A new report from Tufts University (“Youth Demographics – Youth with No College
Experience
“) provides an even more detailed picture of the education divide among Millennials. The report focuses on young adults 18-29 years old. Like Mintel, the report reminds us that non-college educated young adults represent a sizeable opportunity for marketers. The rate of college education among 18-29 year olds has increased steadily since the 1960’s, yet today only 52% of all young adults have at least some post-high school education.

The Tufts report rebuts one of the the most widely shared views of this generation, it’s civic-mindedness. According to the report, this trait is a function of education. Those who have no college experience are significantly less engaged on 10 different dimensions, from voting, to volunteering to membership in clubs or unions than their college educated counterparts.

In the Presidential primaries and caucuses, young people who had college experience were 18 percentage points more likely to vote than their counterparts with no college experience (25% and 7%, respectively). In the general election 70% of young people who voted had at least some college experience. Comparing non-college youth to full-time college students and people with bachelor’s degrees would produce substantially bigger gaps.

The education divide is apparent in other ways as well. Non-college young adults are more likely to be unemployed. Census data shows the unemployment rate for 18-29s with no college experience was 13.6%, while only 4.5% for those with some college. Interestingly, they are equally likely to be married.

What makes all this especially interesting is that another Tufts report (“Civic Engagement and the Changing Transition to Adulthood”) says it wasn’t always this way. In fact, they believe that there is a generational shift that is increasing the divide between those with and without college educations. This report argues that “life has changed dramatically for people in their 20s. Marriage, childbearing, financial independence, and other aspects of the “transition to adulthood” have been transformed since the 1970s, and are now very different for people with and without college educations.”
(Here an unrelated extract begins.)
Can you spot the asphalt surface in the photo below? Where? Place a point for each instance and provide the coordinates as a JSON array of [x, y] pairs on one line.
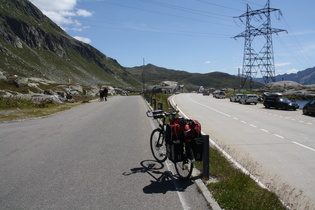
[[94, 156], [277, 146]]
Most disturbingly, they conclude that young adults without college experience are permanently missing some aspects of civic engagement–such as group membership–that were common thirty years ago. While this has obvious implications for society and policy, it also is important context for marketers. We must keep in mind that there is great diversity among 71 million people, and generational shifts we see among the college educated, like civic-mindedness, may not hold for everyone.